I got the job and started the induction course. It was fun, and I loved meeting new people. The first training session took place in a pizza outlet nearby. I was put on the phones and, in less than two minutes I panicked. I didn’t get what people asked for — I had no idea how to process the orders. The computer suddenly appeared like a wild animal and I was unable to tame it.

When I’d botched a few orders, the usual staff took over. I stood there looking and listening while failure loomed. Somebody took me to the so-called make-table and told me how to compose a pizza. I was too slow and the friendly pizza-making-person lost her patience with me, pushed me aside and churned out the pizzas at a pace.

I got myself in hand and took a turn in the kitchen. Madness was erupting around me: we were about twenty recruits and perhaps five regular staff. It was a busy evening and everybody was doing something productive. Then I realized that while the front was running like clockwork nothing was happening at the back. The cooking utensils, dirty pizza-pans and empty containers piled up in huge stacks. With a deep sigh I grabbed a cloth and started cleaning up. It wasn’t too difficult to figure out how to operate the dishwasher.

I thought ‘OK I can do this’, but then the supervisor tapped me on the shoulder.

‘Look here, the staff room is flooded. Please follow me.’

I did. He gave me a bucket and a mob.

‘Just mob this up, will you?’

I nodded.

‘Of course.’

A lot of dirty water later, I returned to the dishwasher and started cleaning. Half an hour went by.

‘The staff room is flooded.’

I couldn’t believe my ears and turned to the supervisor. He narrowed his eyes and continued.

‘When you let the water run, the pipes can’t cope.

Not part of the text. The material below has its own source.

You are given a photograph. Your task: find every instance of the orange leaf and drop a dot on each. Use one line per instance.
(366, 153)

Just mob it up, OK.’

When the shift was over I was exhausted but determined to carry on. I would stop at nothing, learn the ropes and make a success of this job. Strange to say, at the time it didn’t occur to me that something was a bit off.

Today, as I write this story it becomes clear to me that the supervisor knew that the pipes couldn’t cope, but he didn’t tell me anything until I inadvertently flooded the staffroom the second time. Was he incompetent? Or did he do this to ‘teach me a lesson’? I can’t tell. Anyway, what kind of lesson does one get from such behaviour? There was no way I could tell that the pipes didn’t work, unless the fact that nobody did any cleaning was a clue. Actually the outlet was dirty and run down, so I tend to think the problem was bad management.

By the way, two years later I received an invitation to come and work in that selfsame shop. They had a new manager who’d worked with me previously. He wanted me to help cleaning up the place.